More Complex Datasets¶
data = pd.read_csv("/content/Job_Placement_Data.csv")
data = data.drop("specialisation", axis = 1)
data.head()
gender | ssc_percentage | ssc_board | hsc_percentage | hsc_board | hsc_subject | degree_percentage | undergrad_degree | work_experience | emp_test_percentage | mba_percent | status | |
---|---|---|---|---|---|---|---|---|---|---|---|---|
0 | M | 67.00 | Others | 91.00 | Others | Commerce | 58.00 | Sci&Tech | No | 55.0 | 58.80 | Placed |
1 | M | 79.33 | Central | 78.33 | Others | Science | 77.48 | Sci&Tech | Yes | 86.5 | 66.28 | Placed |
2 | M | 65.00 | Central | 68.00 | Central | Arts | 64.00 | Comm&Mgmt | No | 75.0 | 57.80 | Placed |
3 | M | 56.00 | Central | 52.00 | Central | Science | 52.00 | Sci&Tech | No | 66.0 | 59.43 | Not Placed |
4 | M | 85.80 | Central | 73.60 | Central | Commerce | 73.30 | Comm&Mgmt | No | 96.8 | 55.50 | Placed |
# Convert the string columns to numerical datatypes
columns_clf = ['gender', 'ssc_percentage', 'ssc_board', 'hsc_percentage', 'hsc_board',
'hsc_subject', 'degree_percentage', 'undergrad_degree',
'work_experience', 'emp_test_percentage', 'mba_percent']

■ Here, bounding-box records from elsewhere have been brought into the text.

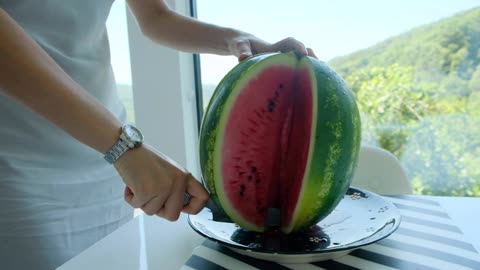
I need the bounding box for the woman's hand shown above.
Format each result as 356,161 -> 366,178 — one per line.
229,34 -> 317,61
115,144 -> 209,221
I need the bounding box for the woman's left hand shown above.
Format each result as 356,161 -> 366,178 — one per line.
229,34 -> 317,61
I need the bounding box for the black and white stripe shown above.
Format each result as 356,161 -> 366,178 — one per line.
182,196 -> 480,270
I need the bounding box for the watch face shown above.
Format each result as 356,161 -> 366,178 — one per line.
124,125 -> 143,144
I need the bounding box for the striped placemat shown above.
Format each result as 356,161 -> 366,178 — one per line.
181,195 -> 480,270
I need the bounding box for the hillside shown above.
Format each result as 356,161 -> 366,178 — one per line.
329,7 -> 480,95
329,8 -> 480,196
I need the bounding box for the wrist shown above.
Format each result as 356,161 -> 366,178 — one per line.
104,124 -> 143,164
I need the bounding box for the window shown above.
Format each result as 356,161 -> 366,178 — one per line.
107,0 -> 135,123
197,0 -> 480,196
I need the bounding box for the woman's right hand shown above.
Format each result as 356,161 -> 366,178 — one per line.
115,144 -> 209,221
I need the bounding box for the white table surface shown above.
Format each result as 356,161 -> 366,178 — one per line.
58,196 -> 480,270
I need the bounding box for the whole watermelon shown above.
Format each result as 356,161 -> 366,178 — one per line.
200,53 -> 361,233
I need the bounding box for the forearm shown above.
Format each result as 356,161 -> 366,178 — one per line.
125,0 -> 249,55
0,9 -> 122,153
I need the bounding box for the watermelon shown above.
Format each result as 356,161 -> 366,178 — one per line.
199,53 -> 361,234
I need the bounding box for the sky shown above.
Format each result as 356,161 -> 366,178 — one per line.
107,0 -> 480,84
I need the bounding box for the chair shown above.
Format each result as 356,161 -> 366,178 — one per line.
352,145 -> 412,195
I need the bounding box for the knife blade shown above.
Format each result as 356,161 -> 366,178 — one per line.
183,193 -> 233,223
183,193 -> 281,228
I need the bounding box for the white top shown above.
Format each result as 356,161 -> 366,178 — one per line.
0,0 -> 132,269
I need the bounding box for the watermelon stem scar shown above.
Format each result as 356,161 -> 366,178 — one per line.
200,53 -> 360,233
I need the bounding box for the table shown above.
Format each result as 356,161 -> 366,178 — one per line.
58,196 -> 480,270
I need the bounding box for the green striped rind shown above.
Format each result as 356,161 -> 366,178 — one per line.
283,57 -> 361,233
199,53 -> 296,231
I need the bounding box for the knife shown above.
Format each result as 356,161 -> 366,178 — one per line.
183,193 -> 281,230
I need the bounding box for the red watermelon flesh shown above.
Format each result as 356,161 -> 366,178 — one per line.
222,66 -> 313,227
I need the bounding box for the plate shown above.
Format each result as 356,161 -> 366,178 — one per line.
188,187 -> 400,263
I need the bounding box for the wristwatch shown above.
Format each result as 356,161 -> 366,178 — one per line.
104,124 -> 143,164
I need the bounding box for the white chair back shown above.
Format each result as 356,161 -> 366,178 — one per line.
352,145 -> 412,195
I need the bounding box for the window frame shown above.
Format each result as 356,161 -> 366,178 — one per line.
126,0 -> 202,177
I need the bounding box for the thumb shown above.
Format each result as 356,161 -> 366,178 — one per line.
235,40 -> 252,62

data["gender"] = data["gender"].replace(["M"], 0)
data["gender"] = data["gender"].replace(["F"], 1)
data["gender"] = data["gender"].astype(int)
data["ssc_board"] = data["ssc_board"].replace(["Others"], 0)
data["ssc_board"] = data["ssc_board"].replace(["Central"], 1)
data["ssc_board"] = data["ssc_board"].astype(int)
data["hsc_board"] = data["hsc_board"].replace(["Others"], 0)
data["hsc_board"] = data["hsc_board"].replace(["Central"], 1)
data["hsc_board"] = data["hsc_board"].astype(int)
data["hsc_subject"] = data["hsc_subject"].replace(["Commerce"], 0)
data["hsc_subject"] = data["hsc_subject"].replace(["Science"], 1)
data["hsc_subject"] = data["hsc_subject"].replace(["Arts"], 2)
data["hsc_subject"] = data["hsc_subject"].astype(int)
data["undergrad_degree"] = data["undergrad_degree"].replace(["Sci&Tech"], 0)
data["undergrad_degree"] = data["undergrad_degree"].replace(["Comm&Mgmt"], 1)
data["undergrad_degree"] = data["undergrad_degree"].replace(["Others"], 2)
data["undergrad_degree"] = data["undergrad_degree"].astype(int)
data["work_experience"] = data["work_experience"].replace(["No"], 0)
data["work_experience"] = data["work_experience"].replace(["Yes"], 1)
data["work_experience"] = data["work_experience"].astype(int)
data["status"] = data["status"].replace(["Not Placed"], 0)
data["status"] = data["status"].replace(["Placed"], 1)
data["status"] = data["status"].astype(int)
data.head()
gender | ssc_percentage | ssc_board | hsc_percentage | hsc_board | hsc_subject | degree_percentage | undergrad_degree | work_experience | emp_test_percentage | mba_percent | status | |
---|---|---|---|---|---|---|---|---|---|---|---|---|
0 | 0 | 67.00 | 0 | 91.00 | 0 | 0 | 58.00 | 0 | 0 | 55.0 | 58.80 | 1 |
1 | 0 | 79.33 | 1 | 78.33 | 0 | 1 | 77.48 | 0 | 1 | 86.5 | 66.28 | 1 |
2 | 0 | 65.00 | 1 | 68.00 | 1 | 2 | 64.00 | 1 | 0 | 75.0 | 57.80 | 1 |
3 | 0 | 56.00 | 1 | 52.00 | 1 | 1 | 52.00 | 0 | 0 | 66.0 | 59.43 | 0 |
4 | 0 | 85.80 | 1 | 73.60 | 1 | 0 | 73.30 | 1 | 0 | 96.8 | 55.50 | 1 |
# Create training and testing data
thresh = int(len(data) * 90 / 100) # 90% of the data for training, 10% for testing
X_train_clf = data.drop("status", axis = 1).to_numpy()[:thresh]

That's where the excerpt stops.